现在,让我们转向一个发送UDP数据的用户程序,看看内核中如何调用udp_sendmsg!
Sending network data via a socket
A user program wants to send UDP network data and so it uses the sendto
system call, maybe like this:
用户程序想要发送UDP网络数据,因此它使用sentto系统调用,可能如下所示:
ret = sendto(socket, buffer, buflen, 0, &dest, sizeof(dest));
This system call passes through the Linux system call layer and lands in this function in ./net/socket.c
:
此系统调用通过 Linux 系统调用层,并驻留在 ./net/socket 中的此函数中.c:
https://github.com/torvalds/linux/blob/v3.13/net/socket.c#L1756-L1803
/*
* Send a datagram to a given address.
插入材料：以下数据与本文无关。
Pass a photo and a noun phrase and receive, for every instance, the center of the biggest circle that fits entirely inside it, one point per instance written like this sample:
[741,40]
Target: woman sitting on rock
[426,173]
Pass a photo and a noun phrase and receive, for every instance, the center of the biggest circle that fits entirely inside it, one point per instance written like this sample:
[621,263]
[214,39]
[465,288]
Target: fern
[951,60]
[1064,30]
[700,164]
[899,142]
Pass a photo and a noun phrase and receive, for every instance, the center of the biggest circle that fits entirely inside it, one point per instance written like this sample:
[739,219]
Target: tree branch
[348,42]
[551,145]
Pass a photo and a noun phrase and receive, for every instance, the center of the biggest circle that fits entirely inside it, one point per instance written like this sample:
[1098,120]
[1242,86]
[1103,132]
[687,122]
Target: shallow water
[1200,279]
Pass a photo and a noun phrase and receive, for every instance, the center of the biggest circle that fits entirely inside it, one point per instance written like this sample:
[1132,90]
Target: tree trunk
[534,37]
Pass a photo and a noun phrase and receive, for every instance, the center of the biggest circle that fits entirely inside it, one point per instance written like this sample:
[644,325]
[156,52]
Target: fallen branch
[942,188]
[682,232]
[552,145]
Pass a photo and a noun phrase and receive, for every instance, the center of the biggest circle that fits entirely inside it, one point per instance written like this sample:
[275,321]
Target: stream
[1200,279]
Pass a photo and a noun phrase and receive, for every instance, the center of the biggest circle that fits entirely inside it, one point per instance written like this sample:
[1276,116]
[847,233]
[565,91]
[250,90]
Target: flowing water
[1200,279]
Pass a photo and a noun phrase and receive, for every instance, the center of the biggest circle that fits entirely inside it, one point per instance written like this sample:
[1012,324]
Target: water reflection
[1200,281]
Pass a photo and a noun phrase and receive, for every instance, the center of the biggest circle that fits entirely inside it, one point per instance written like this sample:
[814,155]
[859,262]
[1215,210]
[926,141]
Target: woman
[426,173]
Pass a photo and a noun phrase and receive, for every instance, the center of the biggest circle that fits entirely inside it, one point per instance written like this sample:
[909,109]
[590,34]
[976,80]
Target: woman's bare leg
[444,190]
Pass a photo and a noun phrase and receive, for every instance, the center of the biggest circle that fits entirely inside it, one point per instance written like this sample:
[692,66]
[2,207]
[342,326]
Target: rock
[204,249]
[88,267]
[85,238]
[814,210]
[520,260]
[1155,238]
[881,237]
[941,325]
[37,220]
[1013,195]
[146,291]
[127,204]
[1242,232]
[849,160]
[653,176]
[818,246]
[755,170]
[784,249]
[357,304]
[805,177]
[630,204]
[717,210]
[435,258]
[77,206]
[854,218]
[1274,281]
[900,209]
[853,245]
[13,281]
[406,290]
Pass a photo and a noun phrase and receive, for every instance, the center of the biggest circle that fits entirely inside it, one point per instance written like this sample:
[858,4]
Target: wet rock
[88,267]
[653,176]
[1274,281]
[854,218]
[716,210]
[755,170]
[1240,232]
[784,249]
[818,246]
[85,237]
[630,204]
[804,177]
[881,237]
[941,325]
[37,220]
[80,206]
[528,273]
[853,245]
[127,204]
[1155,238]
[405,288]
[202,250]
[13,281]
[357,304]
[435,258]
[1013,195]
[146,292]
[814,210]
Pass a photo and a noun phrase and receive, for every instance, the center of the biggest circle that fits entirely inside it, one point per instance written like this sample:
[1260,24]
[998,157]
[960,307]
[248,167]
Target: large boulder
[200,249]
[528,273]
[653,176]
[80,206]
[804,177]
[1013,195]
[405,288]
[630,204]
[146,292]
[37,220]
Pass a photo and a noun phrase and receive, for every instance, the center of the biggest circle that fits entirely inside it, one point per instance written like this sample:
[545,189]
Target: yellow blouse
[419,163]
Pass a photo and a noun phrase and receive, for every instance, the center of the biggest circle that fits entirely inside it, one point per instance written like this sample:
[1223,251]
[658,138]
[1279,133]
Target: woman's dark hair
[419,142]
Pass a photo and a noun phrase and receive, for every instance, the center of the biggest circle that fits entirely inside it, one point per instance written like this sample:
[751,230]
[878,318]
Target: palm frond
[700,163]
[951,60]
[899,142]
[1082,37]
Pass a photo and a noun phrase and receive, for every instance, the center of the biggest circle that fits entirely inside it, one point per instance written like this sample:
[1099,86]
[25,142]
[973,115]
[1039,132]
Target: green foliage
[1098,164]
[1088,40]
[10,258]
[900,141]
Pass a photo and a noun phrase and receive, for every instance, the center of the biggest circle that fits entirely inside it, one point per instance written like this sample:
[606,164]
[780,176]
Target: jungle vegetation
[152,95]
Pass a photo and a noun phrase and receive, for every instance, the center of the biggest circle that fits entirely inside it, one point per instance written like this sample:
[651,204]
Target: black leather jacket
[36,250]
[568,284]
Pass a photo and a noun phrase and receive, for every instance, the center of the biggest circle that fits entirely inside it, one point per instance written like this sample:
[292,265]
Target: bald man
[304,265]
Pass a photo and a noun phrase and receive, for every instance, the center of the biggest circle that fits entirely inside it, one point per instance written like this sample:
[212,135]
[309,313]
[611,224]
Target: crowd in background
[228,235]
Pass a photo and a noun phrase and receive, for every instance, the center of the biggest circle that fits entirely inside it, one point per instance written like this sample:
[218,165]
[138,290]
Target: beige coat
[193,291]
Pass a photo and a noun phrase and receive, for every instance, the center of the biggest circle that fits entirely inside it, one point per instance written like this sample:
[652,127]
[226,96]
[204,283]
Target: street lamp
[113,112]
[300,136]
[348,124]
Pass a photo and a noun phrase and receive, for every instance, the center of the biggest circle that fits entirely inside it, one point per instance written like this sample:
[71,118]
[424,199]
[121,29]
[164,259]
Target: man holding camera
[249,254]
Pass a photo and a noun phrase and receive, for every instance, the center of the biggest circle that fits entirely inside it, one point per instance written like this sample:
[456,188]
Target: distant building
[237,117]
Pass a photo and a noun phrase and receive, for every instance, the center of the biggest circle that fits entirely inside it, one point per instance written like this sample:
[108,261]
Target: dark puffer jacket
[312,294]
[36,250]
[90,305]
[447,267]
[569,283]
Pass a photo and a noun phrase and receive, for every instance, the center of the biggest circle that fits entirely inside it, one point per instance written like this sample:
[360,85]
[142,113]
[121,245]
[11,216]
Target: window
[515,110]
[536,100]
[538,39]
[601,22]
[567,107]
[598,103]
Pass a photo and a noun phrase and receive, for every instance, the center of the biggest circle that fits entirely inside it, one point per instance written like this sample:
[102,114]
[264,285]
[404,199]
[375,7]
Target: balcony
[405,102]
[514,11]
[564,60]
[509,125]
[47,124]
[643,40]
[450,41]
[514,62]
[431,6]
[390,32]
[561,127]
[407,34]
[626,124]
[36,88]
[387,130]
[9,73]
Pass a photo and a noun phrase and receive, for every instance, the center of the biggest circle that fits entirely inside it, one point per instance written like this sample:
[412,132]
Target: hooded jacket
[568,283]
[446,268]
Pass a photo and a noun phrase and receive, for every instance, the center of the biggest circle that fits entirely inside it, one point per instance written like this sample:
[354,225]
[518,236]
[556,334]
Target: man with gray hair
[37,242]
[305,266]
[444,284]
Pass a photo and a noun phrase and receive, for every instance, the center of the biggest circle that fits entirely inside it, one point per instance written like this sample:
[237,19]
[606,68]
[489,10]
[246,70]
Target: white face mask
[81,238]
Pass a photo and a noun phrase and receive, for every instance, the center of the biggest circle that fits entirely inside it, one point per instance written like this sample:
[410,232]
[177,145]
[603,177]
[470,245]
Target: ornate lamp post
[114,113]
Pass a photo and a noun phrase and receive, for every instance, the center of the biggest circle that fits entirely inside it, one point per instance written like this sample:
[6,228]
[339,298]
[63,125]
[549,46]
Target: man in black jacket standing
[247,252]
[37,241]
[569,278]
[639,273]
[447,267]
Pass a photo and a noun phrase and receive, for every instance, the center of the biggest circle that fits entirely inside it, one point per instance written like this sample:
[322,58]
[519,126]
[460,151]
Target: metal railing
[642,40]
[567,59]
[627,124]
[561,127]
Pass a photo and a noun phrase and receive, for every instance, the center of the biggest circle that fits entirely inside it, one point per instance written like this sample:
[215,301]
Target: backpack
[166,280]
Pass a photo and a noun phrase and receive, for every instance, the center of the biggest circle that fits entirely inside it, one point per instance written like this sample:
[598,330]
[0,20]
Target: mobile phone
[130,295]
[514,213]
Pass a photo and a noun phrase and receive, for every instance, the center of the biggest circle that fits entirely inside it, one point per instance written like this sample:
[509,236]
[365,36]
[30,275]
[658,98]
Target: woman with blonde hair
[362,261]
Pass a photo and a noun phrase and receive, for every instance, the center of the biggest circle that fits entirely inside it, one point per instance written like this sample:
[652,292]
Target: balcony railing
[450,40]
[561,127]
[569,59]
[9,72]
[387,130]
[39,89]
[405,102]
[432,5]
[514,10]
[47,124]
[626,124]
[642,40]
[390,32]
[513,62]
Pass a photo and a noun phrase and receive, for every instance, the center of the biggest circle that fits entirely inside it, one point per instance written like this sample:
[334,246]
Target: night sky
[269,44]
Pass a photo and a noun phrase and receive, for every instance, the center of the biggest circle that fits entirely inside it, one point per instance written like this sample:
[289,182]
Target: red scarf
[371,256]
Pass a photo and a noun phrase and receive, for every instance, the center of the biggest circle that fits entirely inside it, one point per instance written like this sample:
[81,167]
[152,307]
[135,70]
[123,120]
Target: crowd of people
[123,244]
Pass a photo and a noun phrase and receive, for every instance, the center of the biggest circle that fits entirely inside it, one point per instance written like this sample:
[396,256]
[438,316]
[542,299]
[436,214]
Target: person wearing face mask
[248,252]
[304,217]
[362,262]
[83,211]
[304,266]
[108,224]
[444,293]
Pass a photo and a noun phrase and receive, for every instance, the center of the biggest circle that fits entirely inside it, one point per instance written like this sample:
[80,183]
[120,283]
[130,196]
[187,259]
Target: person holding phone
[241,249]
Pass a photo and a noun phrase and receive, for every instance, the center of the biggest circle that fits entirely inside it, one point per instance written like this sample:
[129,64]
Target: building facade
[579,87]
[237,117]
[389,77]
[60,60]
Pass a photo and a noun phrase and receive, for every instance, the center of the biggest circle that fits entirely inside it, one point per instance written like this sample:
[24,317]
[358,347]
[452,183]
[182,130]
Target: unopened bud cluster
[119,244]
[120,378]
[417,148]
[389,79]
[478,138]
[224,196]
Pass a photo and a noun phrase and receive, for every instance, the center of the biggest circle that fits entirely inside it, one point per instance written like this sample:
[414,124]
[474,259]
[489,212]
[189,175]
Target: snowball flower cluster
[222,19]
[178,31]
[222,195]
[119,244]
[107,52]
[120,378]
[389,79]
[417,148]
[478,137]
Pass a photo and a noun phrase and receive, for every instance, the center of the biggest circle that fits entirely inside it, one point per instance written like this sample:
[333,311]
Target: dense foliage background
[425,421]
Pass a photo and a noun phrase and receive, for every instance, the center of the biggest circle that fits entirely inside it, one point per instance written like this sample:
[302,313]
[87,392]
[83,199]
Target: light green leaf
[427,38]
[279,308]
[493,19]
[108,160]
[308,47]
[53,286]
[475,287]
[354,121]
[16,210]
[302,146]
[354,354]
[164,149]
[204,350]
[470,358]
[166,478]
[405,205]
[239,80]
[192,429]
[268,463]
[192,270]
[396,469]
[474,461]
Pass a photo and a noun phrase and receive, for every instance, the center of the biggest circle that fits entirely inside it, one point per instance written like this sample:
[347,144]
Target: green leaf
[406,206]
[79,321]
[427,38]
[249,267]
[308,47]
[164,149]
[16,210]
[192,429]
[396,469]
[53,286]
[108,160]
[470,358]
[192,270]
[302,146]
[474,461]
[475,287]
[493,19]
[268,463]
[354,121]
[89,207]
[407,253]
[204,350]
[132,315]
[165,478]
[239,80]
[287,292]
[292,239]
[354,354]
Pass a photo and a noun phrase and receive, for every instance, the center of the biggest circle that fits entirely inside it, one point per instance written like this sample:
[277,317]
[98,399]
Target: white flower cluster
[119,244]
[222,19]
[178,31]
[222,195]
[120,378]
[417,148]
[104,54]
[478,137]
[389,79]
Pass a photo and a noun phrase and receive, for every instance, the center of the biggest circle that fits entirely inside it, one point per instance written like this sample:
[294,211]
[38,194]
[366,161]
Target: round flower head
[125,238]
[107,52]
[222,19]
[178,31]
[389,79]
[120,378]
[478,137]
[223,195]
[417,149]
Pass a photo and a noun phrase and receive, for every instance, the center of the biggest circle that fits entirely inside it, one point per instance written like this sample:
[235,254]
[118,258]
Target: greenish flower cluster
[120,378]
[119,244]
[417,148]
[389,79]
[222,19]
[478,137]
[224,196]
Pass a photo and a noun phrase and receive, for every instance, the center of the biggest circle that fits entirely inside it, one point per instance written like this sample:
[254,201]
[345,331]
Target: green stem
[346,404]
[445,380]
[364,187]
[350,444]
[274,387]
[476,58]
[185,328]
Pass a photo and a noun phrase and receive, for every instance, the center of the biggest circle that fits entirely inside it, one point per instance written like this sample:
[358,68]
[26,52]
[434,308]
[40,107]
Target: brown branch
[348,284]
We move the address into kernel
* space and check the user space data area is readable before invoking
* the protocol.
*/
SYSCALL_DEFINE6(sendto, int, fd, void __user *, buff, size_t, len,
unsigned int, flags, struct sockaddr __user *, addr,
int, addr_len)
{
struct socket *sock;
struct sockaddr_storage address;
int err;
struct msghdr msg;
struct iovec iov;
int fput_needed;
if (len > INT_MAX)
len = INT_MAX;
sock = sockfd_lookup_light(fd, &err, &fput_needed);
if (!sock)
goto out;
iov.iov_base = buff;
iov.iov_len = len;
msg.msg_name = NULL;
msg.msg_iov = &iov;
msg.msg_iovlen = 1;
msg.msg_control = NULL;
msg.msg_controllen = 0;
msg.msg_namelen = 0;
if (addr) {
err = move_addr_to_kernel(addr, addr_len, &address);
if (err < 0)
goto out_put;
msg.msg_name = (struct sockaddr *)&address;
msg.msg_namelen = addr_len;
}
if (sock->file->f_flags & O_NONBLOCK)
flags |= MSG_DONTWAIT;
msg.msg_flags = flags;
err = sock_sendmsg(sock, &msg, len);
out_put:
fput_light(sock->file, fput_needed);
out:
return err;
}
The SYSCALL_DEFINE6
macro unfolds into a pile of macros, which in turn, set up the infrastructure needed to create a system call with 6 arguments (hence DEFINE6
). One of the results of this is that inside the kernel, system call function names have sys_
prepended to them.
SYSCALL_DEFINE6宏展开为一堆宏,这些宏反过来又设置了创建具有 6 个参数的系统调用所需的基础结构(因此定义为 6)。这样做的结果之一是,在内核内部,系统调用函数名称具有附加sys_。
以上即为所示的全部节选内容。